Monsieur le Président, j'aimerais résumer tout ce que la Stratégie canadienne pour l'égalité des chances offre aux Canadiennes et aux Canadiens.
Aux étudiants des collèges, des universités ou des établissements d'enseignement professionnel, la Stratégie offre un ensemble complet de bourses, de subventions d'études, de prêts étudiants et de crédits d'impôt.
Aux diplômés qui ont des prêts étudiants à rembourser, elle offre un nouveau crédit d'impôt pour faciliter le remboursement de leurs dettes et de nouveaux allégements s'ils sont en difficulté financière.
Aux travailleurs qui veulent actualiser leurs connaissances et leurs compétences -- que ce soit en étudiant à temps plein ou à temps partiel, à l'université, au collège ou dans un établissement d'enseignement professionnel --, la Stratégie offre un soutien accru qui sera désormais accessible aux étudiants de tout âge, en plus de la possibilité de retirer des fonds d'un REER de manière à accroître leur capacité financière.
Aux parents et grands-parents, la Stratégie offre la subvention canadienne pour l'épargne-études, qui fera des REEE le meilleur moyen d'économiser en vue des études des enfants.

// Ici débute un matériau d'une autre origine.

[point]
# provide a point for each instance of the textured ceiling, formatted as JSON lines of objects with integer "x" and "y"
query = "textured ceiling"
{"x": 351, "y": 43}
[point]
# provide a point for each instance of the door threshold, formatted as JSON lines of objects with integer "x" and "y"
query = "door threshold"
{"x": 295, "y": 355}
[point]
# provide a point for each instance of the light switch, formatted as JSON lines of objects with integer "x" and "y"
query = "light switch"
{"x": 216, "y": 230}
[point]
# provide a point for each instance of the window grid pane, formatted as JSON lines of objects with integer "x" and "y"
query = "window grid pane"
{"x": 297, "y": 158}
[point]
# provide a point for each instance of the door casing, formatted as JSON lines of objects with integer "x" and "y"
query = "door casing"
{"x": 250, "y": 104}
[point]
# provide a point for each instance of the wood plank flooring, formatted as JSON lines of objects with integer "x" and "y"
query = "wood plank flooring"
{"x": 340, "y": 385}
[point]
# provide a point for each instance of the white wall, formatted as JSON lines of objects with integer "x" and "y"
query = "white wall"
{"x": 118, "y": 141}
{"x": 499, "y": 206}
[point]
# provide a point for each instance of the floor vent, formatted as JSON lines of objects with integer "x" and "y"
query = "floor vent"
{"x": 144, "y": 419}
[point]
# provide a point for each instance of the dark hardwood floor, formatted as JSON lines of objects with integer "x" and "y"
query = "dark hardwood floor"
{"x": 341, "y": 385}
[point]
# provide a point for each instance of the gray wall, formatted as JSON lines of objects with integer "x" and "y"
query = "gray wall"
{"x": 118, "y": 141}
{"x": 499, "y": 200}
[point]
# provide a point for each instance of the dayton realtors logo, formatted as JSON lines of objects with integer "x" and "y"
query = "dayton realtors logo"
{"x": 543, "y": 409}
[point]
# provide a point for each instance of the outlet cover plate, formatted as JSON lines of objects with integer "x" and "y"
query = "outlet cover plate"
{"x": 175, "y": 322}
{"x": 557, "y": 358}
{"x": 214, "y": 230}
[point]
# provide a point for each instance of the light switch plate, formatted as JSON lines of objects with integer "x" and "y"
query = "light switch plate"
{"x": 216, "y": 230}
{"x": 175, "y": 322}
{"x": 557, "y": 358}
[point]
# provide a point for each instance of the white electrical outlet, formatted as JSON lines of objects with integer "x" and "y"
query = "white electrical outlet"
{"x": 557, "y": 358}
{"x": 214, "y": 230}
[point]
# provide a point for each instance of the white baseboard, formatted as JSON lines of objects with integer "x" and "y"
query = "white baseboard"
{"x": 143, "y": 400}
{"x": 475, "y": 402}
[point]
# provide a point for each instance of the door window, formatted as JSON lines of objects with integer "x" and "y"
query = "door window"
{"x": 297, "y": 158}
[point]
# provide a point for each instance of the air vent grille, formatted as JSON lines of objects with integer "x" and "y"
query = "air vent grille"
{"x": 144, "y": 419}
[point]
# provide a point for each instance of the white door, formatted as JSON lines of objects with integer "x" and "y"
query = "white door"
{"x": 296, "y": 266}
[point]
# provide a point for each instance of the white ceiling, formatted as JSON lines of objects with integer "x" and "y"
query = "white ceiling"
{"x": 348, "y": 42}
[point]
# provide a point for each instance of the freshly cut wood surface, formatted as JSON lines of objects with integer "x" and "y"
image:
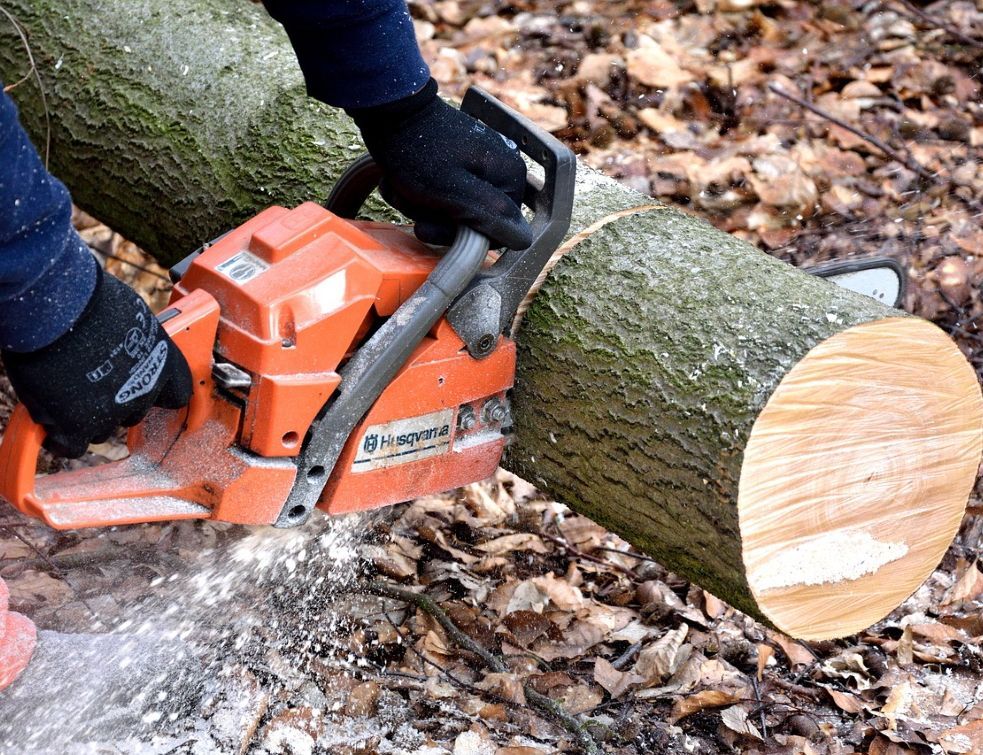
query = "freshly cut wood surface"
{"x": 855, "y": 476}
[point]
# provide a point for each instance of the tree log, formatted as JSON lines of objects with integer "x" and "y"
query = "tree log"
{"x": 800, "y": 451}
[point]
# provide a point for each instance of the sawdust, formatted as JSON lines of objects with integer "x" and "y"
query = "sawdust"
{"x": 827, "y": 559}
{"x": 201, "y": 654}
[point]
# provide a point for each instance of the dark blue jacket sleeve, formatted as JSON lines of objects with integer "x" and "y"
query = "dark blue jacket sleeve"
{"x": 47, "y": 273}
{"x": 354, "y": 53}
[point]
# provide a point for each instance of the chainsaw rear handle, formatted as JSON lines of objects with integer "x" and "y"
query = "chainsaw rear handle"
{"x": 489, "y": 303}
{"x": 23, "y": 437}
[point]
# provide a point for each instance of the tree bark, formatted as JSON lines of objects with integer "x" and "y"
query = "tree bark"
{"x": 645, "y": 361}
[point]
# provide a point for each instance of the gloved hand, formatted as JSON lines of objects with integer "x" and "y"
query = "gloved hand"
{"x": 441, "y": 167}
{"x": 107, "y": 370}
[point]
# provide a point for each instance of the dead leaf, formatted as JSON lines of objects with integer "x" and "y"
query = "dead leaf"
{"x": 797, "y": 654}
{"x": 506, "y": 685}
{"x": 765, "y": 654}
{"x": 661, "y": 659}
{"x": 527, "y": 597}
{"x": 579, "y": 698}
{"x": 735, "y": 719}
{"x": 651, "y": 65}
{"x": 614, "y": 681}
{"x": 708, "y": 698}
{"x": 527, "y": 626}
{"x": 967, "y": 587}
{"x": 581, "y": 636}
{"x": 561, "y": 593}
{"x": 963, "y": 739}
{"x": 845, "y": 701}
{"x": 518, "y": 541}
{"x": 906, "y": 647}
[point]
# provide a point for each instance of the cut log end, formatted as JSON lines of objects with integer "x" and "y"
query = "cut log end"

Aux étudiants des cycles supérieurs et aux chercheurs, la Stratégie offre un soutien accru à leurs importantes activités, par l'intermédiaire des conseils subventionnaires.
Aux jeunes qui ont du mal à s'intégrer au marché du travail, elle offre des possibilités nouvelles d'acquérir une expérience concrète.
Et aux enfants, comme aux collectivités des quatre coins du pays, elle offre un nouvel accès aux technologies informatiques et aux réseaux d'information.
La Stratégie canadienne pour l'égalité des chances repose sur un principe fort simple : tous ceux et celles qui veulent vraiment faire des études doivent en avoir la chance, peu importe leur revenu.
C'est leur droit. C'est aussi notre devoir. C'est là une responsabilité que nous assumons aujourd'hui.